Refocus your attention:

  • What decisions are mine to make? 
  • What actions can I take today? 
  • Where can I create clarity for others? 

 

Step Four: Communicate, Communicate, Communicate 

 

Share your priorities with your team:

  1. What matters most right now?
  2. What’s changing, and what’s not?
  3. What do you need from your team today?

When people understand priorities, they move with confidence. When they don’t, they hesitate—or worse, they move in different directions.

 

Step Five: Return to your Purpose

 

Change can make even the most confident leader feel unsteady. That’s why purpose matters more than ever. When you’re clear on why you lead, it becomes easier to decide what to prioritize.

Ask yourself:

  • What impact do I want to have in this moment? 
  • What does success actually look like TODAY—not someday? 

 

Purpose cuts through noise. It gives direction when everything else feels uncertain. I’ve seen this in sport time and time again. In the middle of a chaotic game—chanting crowd, momentum shifting, pressure rising—the best players don’t try to do everything. They simplify. They focus on their role. They execute the next play. We call it NEXT ACTION.

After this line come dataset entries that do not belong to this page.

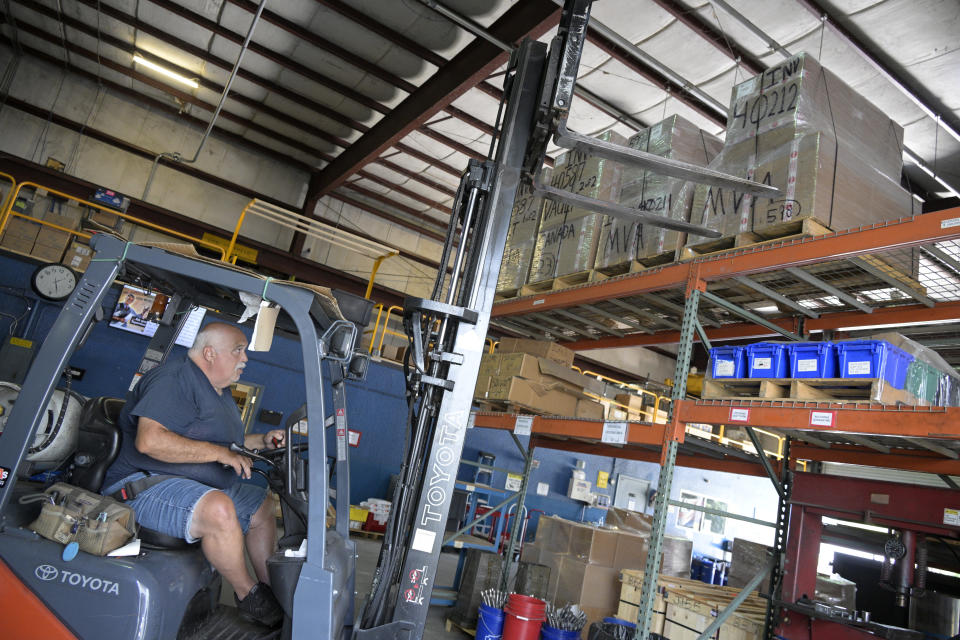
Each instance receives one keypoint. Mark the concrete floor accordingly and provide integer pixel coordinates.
(369, 551)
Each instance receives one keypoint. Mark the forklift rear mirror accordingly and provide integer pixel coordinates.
(358, 367)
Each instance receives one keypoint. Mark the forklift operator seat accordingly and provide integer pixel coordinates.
(98, 445)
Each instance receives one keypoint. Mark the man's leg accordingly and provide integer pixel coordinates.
(262, 539)
(221, 539)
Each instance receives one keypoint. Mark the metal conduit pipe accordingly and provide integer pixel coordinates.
(467, 24)
(216, 114)
(637, 54)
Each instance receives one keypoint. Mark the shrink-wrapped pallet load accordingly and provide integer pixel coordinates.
(567, 237)
(521, 239)
(623, 240)
(835, 157)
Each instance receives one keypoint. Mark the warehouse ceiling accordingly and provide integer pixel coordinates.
(385, 100)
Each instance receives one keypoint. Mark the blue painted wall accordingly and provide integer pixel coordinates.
(378, 410)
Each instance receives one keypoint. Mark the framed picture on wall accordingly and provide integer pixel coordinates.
(712, 523)
(690, 518)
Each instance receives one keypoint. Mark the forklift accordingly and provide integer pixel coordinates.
(167, 593)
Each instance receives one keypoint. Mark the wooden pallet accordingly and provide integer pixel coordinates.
(451, 624)
(562, 282)
(838, 389)
(362, 533)
(805, 228)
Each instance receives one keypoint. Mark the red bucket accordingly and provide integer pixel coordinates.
(525, 616)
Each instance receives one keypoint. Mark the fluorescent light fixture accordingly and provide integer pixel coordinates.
(190, 82)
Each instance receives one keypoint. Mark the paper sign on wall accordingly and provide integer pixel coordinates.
(602, 478)
(823, 418)
(523, 426)
(614, 432)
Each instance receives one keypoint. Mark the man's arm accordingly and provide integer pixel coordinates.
(156, 441)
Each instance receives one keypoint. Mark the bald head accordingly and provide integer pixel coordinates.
(219, 350)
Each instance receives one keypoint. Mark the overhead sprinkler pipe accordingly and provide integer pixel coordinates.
(175, 156)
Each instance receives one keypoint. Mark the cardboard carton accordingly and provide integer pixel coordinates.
(567, 237)
(521, 238)
(532, 395)
(19, 235)
(835, 157)
(593, 545)
(540, 348)
(622, 240)
(78, 256)
(631, 552)
(588, 409)
(588, 584)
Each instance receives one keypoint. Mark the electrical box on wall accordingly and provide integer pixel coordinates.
(601, 500)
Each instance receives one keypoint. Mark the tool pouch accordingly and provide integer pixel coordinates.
(99, 524)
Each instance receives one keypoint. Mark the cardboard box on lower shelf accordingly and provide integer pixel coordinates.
(588, 584)
(50, 244)
(19, 235)
(685, 608)
(531, 395)
(78, 256)
(539, 348)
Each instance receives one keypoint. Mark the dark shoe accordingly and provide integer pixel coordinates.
(260, 606)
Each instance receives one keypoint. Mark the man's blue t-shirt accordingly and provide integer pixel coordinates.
(178, 395)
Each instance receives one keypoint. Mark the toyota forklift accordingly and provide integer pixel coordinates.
(164, 592)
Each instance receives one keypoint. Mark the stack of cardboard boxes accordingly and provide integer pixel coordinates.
(835, 157)
(536, 375)
(568, 237)
(585, 561)
(623, 240)
(43, 242)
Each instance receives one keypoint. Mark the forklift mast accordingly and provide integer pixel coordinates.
(447, 332)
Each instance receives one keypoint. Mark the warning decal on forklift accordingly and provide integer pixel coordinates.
(423, 540)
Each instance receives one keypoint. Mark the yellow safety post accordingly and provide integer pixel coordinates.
(143, 223)
(236, 232)
(373, 272)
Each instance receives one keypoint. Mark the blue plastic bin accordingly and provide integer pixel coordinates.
(873, 359)
(490, 622)
(812, 360)
(767, 360)
(727, 362)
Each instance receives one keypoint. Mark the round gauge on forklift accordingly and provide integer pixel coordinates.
(54, 281)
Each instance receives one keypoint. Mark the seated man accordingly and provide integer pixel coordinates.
(179, 420)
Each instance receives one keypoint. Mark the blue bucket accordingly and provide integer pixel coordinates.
(549, 633)
(490, 623)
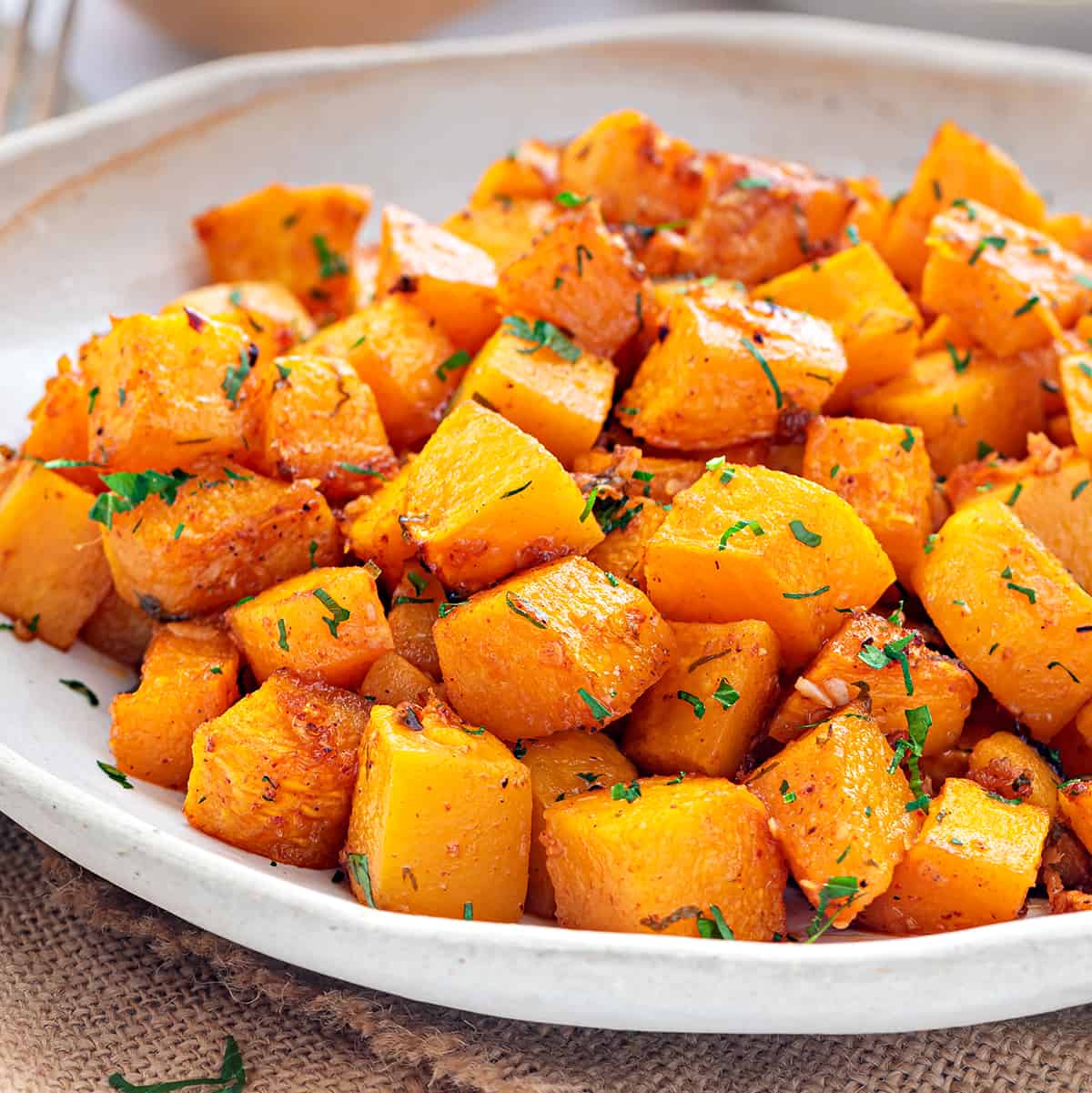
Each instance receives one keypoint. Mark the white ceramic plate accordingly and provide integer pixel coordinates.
(97, 213)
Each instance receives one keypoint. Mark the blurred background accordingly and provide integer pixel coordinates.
(97, 48)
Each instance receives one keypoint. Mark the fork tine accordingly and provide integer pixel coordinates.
(15, 58)
(47, 97)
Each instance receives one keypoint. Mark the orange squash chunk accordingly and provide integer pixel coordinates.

Leadership in times of change works the same way. You don’t need to solve the entire season today. You just need to take the NEXT ACTION. So, if you’re feeling overwhelmed right now, don’t ask: “How do I handle all of this?”

 

Ask yourself two refining questions instead:

“What matters most right now?” and, “What can I let go of?”

Clarity isn’t found in doing more. It’s found in choosing better, and in times of change, that’s what separates the leaders who survive and thrive. They shine brightly like a candle that leads the way for others.